La sécurisation des écoles, plus que jamais
Sur la sécurisation des écoles, l’État a dépensé environ 1,5 milliard d’euros dans ce domaine, 55 M€ supplémentaires ayant été mobilisés à travers le FIPD (Fonds interministériel de prévention de la délinquance). L’inquiétude persiste au regard de la réduction des financements liée au Fonds vert, celui-ci devant passer de 2,5 Md€ à 1 Md€, décision menaçant par ricochet la rénovation des écoles. Depuis l’attentat d’Arras (le professeur Dominique Bernard a été poignardé par un élève récemment islamisé, le 13 octobre 2023), près de 400 établissements scolaires ont été sécurisés : mise en place de caméras, de portiques anti-intrusion, d’alarmes, présence d’un personnel éducatif mieux formé, etc. 100 nouveaux établissements devraient être sécurisés avant la fin de l’année scolaire en cours.
Travailler dans de bonnes conditions
L’école est la priorité du maire de Val-de-Reuil (Eure), « 13e commune la plus pauvre de France », assure le maire, Marc-Antoine Jamet. « Je suis maire de cette commune depuis 23 ans. J’ai une relation fusionnelle à l’école, car j’ai toujours su qu’il s’agissait du dossier le plus important pour un maire ». La rénovation du bâti a permis de remettre l’ensemble du parc scolaire à niveau, avec parfois le concours de l’Anru. « Il faut que les enseignants travaillent dans les meilleures conditions pour transmettre ce plaisir d’enseigner aux élèves.
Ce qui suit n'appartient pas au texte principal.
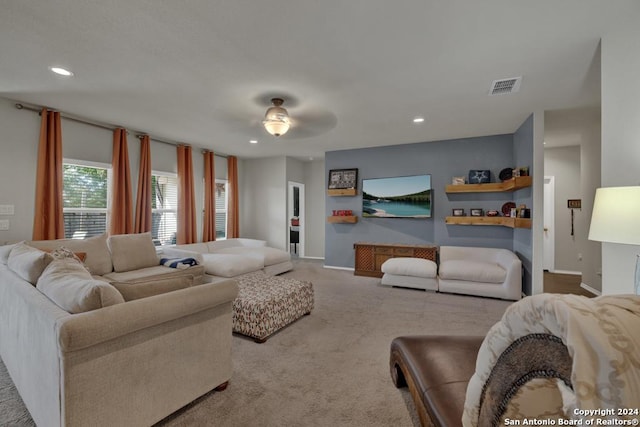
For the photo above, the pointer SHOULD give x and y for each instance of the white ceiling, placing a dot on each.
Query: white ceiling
(353, 73)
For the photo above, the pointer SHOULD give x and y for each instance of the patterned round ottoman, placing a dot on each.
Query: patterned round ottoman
(266, 304)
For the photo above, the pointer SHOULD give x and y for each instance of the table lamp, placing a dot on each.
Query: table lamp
(616, 219)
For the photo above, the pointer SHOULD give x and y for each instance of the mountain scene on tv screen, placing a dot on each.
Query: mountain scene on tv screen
(385, 198)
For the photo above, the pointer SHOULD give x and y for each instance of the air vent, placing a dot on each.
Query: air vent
(504, 86)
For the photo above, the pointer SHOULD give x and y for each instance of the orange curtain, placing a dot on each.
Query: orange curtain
(186, 198)
(233, 215)
(209, 223)
(48, 222)
(121, 218)
(144, 195)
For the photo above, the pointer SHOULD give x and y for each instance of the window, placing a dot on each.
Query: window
(85, 197)
(164, 208)
(221, 209)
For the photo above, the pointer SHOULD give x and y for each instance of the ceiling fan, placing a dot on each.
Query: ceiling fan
(289, 117)
(276, 119)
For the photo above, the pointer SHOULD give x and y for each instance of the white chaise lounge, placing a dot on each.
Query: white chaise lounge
(488, 272)
(229, 258)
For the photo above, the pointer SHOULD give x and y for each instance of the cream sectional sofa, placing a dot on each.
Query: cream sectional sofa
(489, 272)
(223, 259)
(111, 362)
(129, 262)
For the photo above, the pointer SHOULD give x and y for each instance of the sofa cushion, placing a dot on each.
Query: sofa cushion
(28, 262)
(216, 245)
(194, 247)
(271, 255)
(70, 286)
(231, 265)
(4, 253)
(132, 252)
(146, 282)
(98, 257)
(472, 271)
(415, 267)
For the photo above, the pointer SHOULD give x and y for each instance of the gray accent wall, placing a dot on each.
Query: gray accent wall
(442, 160)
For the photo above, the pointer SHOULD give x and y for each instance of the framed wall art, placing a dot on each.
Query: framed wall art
(343, 178)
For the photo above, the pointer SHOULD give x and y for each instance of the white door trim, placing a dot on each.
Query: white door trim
(301, 215)
(549, 251)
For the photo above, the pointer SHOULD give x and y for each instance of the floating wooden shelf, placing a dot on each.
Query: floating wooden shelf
(341, 219)
(342, 192)
(512, 184)
(503, 221)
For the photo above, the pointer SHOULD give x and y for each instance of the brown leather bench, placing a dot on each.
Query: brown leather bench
(437, 370)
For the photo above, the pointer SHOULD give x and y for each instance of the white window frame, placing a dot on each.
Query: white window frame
(97, 165)
(225, 211)
(163, 210)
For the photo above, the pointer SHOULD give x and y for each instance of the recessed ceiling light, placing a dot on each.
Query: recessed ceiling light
(61, 71)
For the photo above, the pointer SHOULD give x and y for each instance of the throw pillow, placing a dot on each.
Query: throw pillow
(70, 286)
(132, 252)
(98, 258)
(63, 252)
(28, 262)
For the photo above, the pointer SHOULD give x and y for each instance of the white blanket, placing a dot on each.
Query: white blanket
(602, 336)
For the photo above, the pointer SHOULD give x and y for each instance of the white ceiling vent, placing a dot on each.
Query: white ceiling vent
(504, 86)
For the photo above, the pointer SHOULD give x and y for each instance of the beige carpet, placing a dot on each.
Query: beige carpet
(329, 368)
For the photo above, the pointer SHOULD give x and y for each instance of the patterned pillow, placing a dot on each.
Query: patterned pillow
(63, 252)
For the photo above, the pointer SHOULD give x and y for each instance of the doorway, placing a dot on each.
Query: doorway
(548, 245)
(296, 219)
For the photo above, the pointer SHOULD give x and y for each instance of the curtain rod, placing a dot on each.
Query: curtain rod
(101, 125)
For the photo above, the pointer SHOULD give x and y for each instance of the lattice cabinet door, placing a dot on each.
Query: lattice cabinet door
(365, 260)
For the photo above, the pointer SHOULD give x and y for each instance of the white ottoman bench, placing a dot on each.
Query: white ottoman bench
(410, 273)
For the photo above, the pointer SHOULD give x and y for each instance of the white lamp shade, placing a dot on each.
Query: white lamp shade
(276, 119)
(616, 215)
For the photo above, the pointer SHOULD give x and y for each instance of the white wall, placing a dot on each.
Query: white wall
(18, 160)
(264, 200)
(580, 127)
(563, 163)
(19, 153)
(620, 141)
(315, 188)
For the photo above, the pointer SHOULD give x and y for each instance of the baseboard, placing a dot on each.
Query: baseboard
(590, 289)
(333, 267)
(574, 273)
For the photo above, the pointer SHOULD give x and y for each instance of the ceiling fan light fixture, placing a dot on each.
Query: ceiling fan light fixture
(276, 119)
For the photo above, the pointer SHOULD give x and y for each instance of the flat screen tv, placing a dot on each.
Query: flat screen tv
(397, 197)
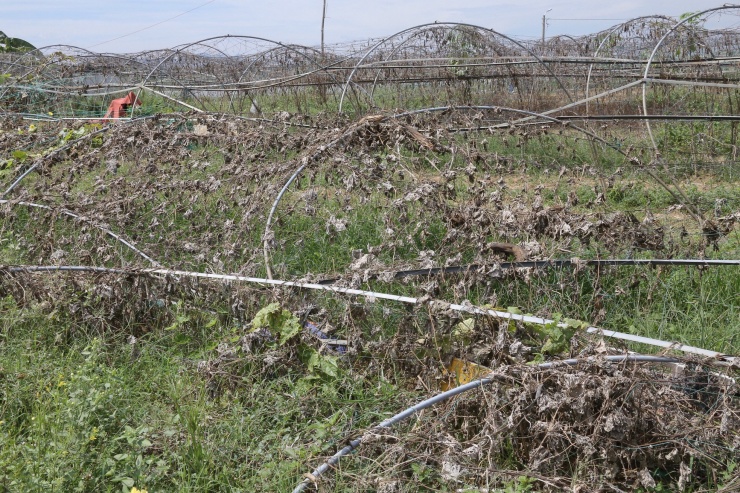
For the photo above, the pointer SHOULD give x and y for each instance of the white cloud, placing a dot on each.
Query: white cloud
(85, 23)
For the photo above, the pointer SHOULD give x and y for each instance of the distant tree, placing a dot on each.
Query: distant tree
(14, 45)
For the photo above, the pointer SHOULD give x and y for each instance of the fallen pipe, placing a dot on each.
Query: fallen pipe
(716, 358)
(406, 413)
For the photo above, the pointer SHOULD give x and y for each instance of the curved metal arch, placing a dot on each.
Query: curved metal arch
(293, 47)
(655, 51)
(607, 36)
(308, 160)
(231, 100)
(183, 47)
(421, 26)
(35, 53)
(396, 49)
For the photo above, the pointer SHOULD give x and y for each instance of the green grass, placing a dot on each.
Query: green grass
(193, 407)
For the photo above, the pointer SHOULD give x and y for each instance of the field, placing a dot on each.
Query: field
(259, 267)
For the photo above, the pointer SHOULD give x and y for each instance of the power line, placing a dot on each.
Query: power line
(582, 19)
(153, 25)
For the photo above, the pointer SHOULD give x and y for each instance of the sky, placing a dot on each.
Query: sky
(118, 26)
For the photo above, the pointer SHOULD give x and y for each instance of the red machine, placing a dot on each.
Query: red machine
(118, 107)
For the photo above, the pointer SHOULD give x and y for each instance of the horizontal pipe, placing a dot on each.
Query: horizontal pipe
(543, 264)
(406, 413)
(717, 358)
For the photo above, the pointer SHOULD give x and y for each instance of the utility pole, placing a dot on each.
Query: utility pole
(323, 18)
(544, 23)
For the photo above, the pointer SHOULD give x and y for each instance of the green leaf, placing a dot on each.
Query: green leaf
(280, 322)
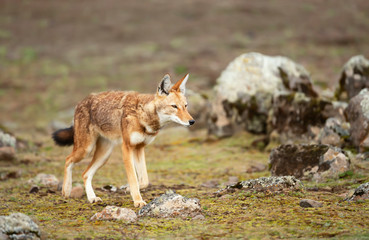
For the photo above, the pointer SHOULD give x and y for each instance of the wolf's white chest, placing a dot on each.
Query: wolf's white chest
(139, 138)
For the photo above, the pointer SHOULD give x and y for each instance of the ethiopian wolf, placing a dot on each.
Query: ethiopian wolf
(103, 120)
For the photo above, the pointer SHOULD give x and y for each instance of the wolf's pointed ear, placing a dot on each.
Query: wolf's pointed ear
(164, 85)
(181, 85)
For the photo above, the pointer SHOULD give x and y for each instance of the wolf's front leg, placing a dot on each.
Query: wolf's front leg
(140, 165)
(128, 159)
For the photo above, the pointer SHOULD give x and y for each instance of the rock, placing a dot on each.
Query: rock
(294, 113)
(308, 161)
(308, 203)
(265, 184)
(357, 113)
(361, 193)
(198, 217)
(170, 205)
(45, 180)
(10, 174)
(362, 156)
(354, 78)
(34, 189)
(19, 226)
(256, 167)
(334, 132)
(210, 184)
(7, 153)
(115, 213)
(245, 89)
(77, 192)
(7, 140)
(232, 180)
(109, 188)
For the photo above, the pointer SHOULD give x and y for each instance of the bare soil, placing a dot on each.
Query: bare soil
(54, 53)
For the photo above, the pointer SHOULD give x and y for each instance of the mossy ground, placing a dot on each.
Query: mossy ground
(182, 161)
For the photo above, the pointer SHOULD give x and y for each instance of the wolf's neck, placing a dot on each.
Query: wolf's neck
(149, 119)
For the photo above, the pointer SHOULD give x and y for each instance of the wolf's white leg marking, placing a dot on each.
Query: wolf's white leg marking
(102, 153)
(67, 183)
(140, 166)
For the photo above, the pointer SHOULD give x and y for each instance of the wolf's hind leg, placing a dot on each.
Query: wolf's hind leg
(140, 166)
(102, 153)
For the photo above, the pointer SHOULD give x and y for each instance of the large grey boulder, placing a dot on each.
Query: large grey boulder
(18, 226)
(170, 205)
(245, 90)
(308, 161)
(265, 184)
(357, 114)
(354, 78)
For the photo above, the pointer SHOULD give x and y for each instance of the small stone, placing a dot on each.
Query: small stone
(265, 184)
(308, 203)
(109, 188)
(18, 226)
(210, 184)
(115, 213)
(256, 167)
(232, 180)
(7, 153)
(77, 192)
(11, 174)
(34, 189)
(198, 217)
(360, 193)
(171, 205)
(45, 180)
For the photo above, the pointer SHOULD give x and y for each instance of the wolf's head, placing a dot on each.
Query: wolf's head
(171, 103)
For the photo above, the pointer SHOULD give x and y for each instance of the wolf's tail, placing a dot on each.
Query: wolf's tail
(64, 137)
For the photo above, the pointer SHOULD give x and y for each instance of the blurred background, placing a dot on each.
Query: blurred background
(54, 53)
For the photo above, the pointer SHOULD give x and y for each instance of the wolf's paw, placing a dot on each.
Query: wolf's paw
(66, 194)
(94, 200)
(139, 204)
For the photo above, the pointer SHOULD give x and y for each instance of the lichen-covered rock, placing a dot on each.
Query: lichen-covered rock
(266, 184)
(361, 193)
(354, 77)
(19, 226)
(45, 180)
(308, 161)
(357, 113)
(7, 153)
(293, 113)
(7, 140)
(334, 132)
(308, 203)
(115, 213)
(245, 89)
(170, 205)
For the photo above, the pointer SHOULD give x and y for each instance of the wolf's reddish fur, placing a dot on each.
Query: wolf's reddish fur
(131, 119)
Il faut remettre l’école au centre du village, parce que c’est à partir d’elle que les inégalités sociales doivent être corrigées. Après, c’est trop tard », assène-t-il. Le rapport aux parents inquiète aussi les élus. La médiatrice de l’Éducation nationale, Catherine Becchetti-Bizot, a, dans son dernier rapport annuel publié à la rentrée, confirmé que le climat se dégradait. Un seul chiffre : 39 % des saisines de la médiatrice concernent la vie quotidienne et les conflits en établissements. « Ce domaine, passé en première position depuis deux ans, a connu une très forte progression en 2023 et un doublement en cinq ans », dit-elle.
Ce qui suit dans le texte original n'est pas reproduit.